The Uganda Kill The Gays Bill, aka the Anti-Homosexuality Bill (AHB) may be quickly on its way to becoming law, as the Uganda lame duck parliament’s session comes to a fast close, possibly on May 11 — just days from now. The bill, infamous around the world for its provision mandating the death penalty for anyone convicted of the “crime” of homosexuality, anyone convicted of same-sex rape, anyone who is classified as a “serial offender,” even anyone with HIV, may or may not include the death penalty provision, according to author of the bill, David Bahati, who claimed last week he would “concede” the provision if it would move the bill into law. Many believe that concession to be a ruse. Contrary to a published AP report, the death penalty provision has not been dropped.
“I know that the process of legislation is moving forward,” said Bahati, according to a report from Warren Throckmorton, who writes, “Today, public hearings on Uganda’s Anti-Homosexuality Bill took place before the Parliamentary and Legal Affairs Committee, according to the bill author, David Bahati. In an interview, Bahati said that the Uganda Reform Commission and several religious leaders were on the list of those slated to provide testimony.”
“Bahati declined to say that the bill would be voted on next week, saying that the actual end of Parliament is not until May 18 when the 9th Parliament also begins. According to Charles Tuhaise, a researcher for parliament’s research office, most of the business will be concluded by the end of next week. He told me that the hearings for the Marriage and Divorce Bill have concluded and those for the Anti-Homosexuality Bill began today. Tuhaise said the antigay bill hearings will probably conclude on Monday.”
No word yet from Uganda President Museveni, who recently stated he wanted the Kill The Gays Bill dropped, on whether he would sign it.
According to trusted reports, including Jim Burroway of Box Turtle Bulletin, the AHB’s chances may be growing, as Uganda is currently experiencing great citizen unrest, and parliament sees passage of the bill as an opportunity to create a “diversion.”
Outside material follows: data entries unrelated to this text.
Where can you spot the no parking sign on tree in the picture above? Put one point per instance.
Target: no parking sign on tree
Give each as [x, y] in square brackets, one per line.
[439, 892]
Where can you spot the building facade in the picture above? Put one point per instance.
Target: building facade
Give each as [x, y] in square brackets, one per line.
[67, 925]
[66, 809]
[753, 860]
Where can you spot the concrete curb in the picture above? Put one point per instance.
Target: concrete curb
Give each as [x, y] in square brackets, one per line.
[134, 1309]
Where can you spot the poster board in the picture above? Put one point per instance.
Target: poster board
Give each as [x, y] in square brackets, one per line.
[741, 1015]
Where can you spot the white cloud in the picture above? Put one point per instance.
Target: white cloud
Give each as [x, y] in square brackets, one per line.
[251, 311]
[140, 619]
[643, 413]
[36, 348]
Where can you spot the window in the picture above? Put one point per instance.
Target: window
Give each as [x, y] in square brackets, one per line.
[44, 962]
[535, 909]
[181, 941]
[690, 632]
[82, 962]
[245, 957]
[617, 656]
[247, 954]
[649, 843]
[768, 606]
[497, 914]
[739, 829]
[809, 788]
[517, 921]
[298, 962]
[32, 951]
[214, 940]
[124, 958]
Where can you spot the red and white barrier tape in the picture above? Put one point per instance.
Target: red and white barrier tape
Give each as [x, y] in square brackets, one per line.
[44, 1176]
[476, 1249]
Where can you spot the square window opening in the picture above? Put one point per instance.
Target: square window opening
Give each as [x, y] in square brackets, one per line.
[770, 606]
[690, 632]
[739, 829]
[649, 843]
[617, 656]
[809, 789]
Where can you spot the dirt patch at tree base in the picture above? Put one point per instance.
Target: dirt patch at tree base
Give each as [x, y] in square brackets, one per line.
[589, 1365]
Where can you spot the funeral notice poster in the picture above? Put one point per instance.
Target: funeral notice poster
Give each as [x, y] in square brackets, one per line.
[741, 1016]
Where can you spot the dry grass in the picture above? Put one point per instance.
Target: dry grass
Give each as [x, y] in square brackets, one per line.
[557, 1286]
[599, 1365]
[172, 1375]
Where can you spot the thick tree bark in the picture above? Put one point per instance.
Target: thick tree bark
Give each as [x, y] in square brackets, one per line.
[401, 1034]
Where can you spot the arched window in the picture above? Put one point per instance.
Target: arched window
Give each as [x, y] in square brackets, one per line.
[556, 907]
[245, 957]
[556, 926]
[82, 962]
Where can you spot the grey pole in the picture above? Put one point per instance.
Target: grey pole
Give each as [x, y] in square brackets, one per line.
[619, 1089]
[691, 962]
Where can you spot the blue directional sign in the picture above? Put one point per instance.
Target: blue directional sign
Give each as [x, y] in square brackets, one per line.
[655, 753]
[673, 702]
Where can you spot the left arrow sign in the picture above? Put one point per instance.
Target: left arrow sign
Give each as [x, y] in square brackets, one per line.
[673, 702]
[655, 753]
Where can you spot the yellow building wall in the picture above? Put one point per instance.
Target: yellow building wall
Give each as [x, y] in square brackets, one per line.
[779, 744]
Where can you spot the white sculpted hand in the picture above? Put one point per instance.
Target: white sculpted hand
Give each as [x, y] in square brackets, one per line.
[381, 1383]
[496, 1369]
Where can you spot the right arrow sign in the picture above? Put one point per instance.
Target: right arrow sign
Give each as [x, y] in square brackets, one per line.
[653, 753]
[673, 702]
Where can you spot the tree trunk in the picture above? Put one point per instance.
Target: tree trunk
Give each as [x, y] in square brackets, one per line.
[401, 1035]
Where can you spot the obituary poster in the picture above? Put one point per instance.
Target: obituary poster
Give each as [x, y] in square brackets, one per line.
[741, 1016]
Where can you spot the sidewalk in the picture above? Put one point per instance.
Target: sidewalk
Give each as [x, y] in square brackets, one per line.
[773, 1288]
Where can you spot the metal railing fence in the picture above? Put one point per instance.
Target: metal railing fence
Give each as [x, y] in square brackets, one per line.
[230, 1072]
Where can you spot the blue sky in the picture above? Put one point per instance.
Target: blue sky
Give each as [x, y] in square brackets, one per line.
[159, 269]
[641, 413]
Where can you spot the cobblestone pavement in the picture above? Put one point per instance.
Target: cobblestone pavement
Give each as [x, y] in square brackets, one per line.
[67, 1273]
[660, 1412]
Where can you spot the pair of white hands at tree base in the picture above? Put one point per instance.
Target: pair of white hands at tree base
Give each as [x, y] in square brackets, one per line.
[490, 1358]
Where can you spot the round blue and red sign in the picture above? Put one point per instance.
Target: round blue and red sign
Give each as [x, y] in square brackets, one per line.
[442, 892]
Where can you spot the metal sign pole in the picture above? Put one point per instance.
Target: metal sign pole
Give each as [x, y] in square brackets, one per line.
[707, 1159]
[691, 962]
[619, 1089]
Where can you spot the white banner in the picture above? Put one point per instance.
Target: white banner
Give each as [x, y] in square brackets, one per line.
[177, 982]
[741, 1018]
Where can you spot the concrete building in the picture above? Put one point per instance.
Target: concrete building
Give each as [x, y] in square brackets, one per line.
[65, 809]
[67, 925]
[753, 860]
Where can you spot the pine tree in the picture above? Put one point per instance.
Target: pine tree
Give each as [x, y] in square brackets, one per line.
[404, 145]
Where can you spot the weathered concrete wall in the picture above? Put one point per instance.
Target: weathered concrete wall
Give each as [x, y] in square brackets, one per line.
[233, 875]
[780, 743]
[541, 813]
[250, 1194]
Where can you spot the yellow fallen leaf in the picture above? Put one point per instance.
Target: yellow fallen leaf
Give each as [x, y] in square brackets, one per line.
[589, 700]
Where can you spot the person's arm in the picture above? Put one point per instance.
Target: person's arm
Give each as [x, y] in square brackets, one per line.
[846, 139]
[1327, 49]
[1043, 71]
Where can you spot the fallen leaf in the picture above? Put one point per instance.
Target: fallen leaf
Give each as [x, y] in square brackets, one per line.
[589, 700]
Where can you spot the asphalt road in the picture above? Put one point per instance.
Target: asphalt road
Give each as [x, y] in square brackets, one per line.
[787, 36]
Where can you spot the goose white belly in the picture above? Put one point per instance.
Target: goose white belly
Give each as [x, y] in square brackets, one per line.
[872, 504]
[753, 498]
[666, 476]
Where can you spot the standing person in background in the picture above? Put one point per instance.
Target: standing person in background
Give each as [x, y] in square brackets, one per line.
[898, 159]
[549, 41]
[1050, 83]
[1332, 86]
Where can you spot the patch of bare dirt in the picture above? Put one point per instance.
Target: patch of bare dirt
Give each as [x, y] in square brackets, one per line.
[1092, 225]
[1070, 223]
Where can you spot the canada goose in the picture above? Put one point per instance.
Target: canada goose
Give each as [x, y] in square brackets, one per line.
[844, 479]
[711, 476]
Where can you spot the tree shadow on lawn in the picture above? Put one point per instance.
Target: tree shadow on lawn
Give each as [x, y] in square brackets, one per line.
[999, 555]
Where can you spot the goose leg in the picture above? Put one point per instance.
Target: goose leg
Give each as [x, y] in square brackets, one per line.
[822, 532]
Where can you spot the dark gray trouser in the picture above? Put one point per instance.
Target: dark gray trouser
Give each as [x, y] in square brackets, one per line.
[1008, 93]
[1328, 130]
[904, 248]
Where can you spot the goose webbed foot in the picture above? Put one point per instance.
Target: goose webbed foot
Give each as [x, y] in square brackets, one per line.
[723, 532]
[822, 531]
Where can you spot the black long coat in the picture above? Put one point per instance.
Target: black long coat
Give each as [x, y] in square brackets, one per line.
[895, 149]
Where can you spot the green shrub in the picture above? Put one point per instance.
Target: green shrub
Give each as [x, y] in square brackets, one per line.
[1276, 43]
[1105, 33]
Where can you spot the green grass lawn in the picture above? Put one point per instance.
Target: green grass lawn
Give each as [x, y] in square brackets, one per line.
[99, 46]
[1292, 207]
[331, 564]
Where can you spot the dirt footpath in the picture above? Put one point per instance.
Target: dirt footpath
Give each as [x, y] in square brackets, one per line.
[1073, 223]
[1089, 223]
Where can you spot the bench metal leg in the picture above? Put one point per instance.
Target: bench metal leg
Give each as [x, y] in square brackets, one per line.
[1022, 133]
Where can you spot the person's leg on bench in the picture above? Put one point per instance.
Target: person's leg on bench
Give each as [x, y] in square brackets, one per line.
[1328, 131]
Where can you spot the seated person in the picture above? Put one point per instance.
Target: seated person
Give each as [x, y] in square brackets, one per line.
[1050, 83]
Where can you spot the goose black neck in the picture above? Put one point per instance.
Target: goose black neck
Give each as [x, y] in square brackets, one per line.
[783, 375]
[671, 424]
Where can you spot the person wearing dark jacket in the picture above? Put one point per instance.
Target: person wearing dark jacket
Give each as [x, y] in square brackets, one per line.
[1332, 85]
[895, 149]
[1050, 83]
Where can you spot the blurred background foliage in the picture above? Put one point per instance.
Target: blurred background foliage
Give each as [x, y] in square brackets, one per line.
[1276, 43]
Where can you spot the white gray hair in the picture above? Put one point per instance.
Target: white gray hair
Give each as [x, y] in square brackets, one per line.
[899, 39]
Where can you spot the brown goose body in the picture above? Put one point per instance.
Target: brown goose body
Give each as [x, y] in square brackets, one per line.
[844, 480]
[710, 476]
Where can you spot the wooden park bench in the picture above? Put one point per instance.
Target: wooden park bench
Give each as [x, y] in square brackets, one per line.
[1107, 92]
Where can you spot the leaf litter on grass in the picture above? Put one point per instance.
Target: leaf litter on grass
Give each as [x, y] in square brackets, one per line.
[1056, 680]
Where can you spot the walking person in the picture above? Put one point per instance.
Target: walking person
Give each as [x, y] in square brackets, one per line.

“Uganda has been rocked in recent weeks with rioting and demonstrations against rising gas prices,” Burroway writes. “The government has been responding with extraordinarily violent crackdown on dissent. One opposition leader was seriously injured and fled to neighboring Kenya for treatment. The disturbances even spilled onto the floor of Parliament, which had to suspend its session temporarily on Tuesday.”
Relying on information from GayUganda, Burroway adds ”that forces behind the bill see as an opportunistic diversion for the violence that is racking the country,” but adds that the “diversion also can work both ways. With most of the media’s attention focus on the ongoing violence and protests, it could also be that the bill’s supporters see an opening for it to be passed when nobody’s paying attention.”
The Kill The Gays Bill also mandates jail time for those who know of homosexuals but do not report them to authorities within 24 hours and offers a maximum of seven years prison time for even renting a room to someone who is homosexual. Any assistance to a gay man or lesbian would be considered criminal.
The bill reportedly was shelved in March, but Bahati — who has said he wants to “kill every last gay person” — appeared defiant, stating at the time, “I think that the government is aware that 95 percent of Ugandans do not condone homosexuality.”
One week later, supporters of the bill, lead by right-wing zealot Pastor Martin Ssempa, presented to Speaker of the Uganda Parliament, Edward Ssekandi, a petition reportedly carrying two million signatures, demanding the “Kill The Gays” bill — also known as the “Anti-Homosexuality Bill” — become law.
The “Kill The Gays” bill, which has also become known as the “Bahati bill,” is necessary — according to the team of Pastor Ssempa and David Bahati — because homosexuals are supposedly “recruiting children” in Uganda, and, the two claim, paying them large sums of money to have same-gender sex or to become homosexual. The petition reportedly came with a list of nineteen organizations that they claim are “promoting” homosexuality in Uganda.
But no one has ever provided actual proof. Bahati, who has a Cardiff University MBA, has been repeatedly asked in this country by MSNBC’s Rachel Maddow for any proof of these allegations. Bahati promised to provide it but never has.